Physiquement, c’était le portrait craché de son père, restait à savoir si elle se montrerait une bonne petite Krétine dans la tradition familiale. Pas comme Quentin qui avait honteusement trahi son clan.
Le félon remet le couvert
-Papa, tu me prêtes la voiture ?
Et mon Krétin, décidément contrariant
-Nan, pas ce soir. Ça attendra demain.
-Rho, papa !
-J’ai dit nan ! Va te coucher, il faut être en forme pour l’école. Ca ne vaut rien du tout aux lycéens de sortir le soir.
Quentin décida intérieurement qu’il allait chercher un travail pour prendre son indépendance.
Avant de pouvoir s’offrir la voiture d’occase dont il rêve, Quentin est tout de même obligé de se soumettre aux décisions paternelles. Têtu comme tous les Krétins, il rappelle à son père sa promesse dès le petit-déjeuner.
-Papa, tu avais dit qu’ aujourd’hui tu me prêterais la voiture.

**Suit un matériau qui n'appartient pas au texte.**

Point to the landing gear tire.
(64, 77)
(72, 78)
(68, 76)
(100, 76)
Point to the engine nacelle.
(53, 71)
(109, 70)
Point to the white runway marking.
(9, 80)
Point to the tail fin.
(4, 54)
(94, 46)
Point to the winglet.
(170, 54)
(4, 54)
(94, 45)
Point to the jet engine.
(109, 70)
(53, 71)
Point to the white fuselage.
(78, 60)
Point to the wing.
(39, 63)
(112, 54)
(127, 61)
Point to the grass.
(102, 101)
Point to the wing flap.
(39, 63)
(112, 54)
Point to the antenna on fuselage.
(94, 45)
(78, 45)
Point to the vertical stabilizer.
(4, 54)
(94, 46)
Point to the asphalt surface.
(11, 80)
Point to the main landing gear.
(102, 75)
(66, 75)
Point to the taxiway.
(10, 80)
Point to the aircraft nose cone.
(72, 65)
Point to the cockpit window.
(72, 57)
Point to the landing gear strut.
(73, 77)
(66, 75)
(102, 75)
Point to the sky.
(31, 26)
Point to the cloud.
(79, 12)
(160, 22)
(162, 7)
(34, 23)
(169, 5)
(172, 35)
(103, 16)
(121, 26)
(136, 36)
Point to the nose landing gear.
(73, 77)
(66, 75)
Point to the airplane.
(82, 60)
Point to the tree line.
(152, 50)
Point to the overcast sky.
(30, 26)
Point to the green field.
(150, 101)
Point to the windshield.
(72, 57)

-Et pour quoi faire, d’abord, tu voudrais la voiture ?
Dis-donc, mon Krétin, c’est pas bientôt fini de jouer les gardiens de la clé ? Tu as été jeune, toi aussi, comme te le rappelle Quentin, tu aurais aimé que ton père te serre la vis comme ça ? Tu vas lui prêter la voiture. C’est pas parce que tu n’as pas pu draguer la mère, que Quentin ne peut pas tenter sa chance avec la fille.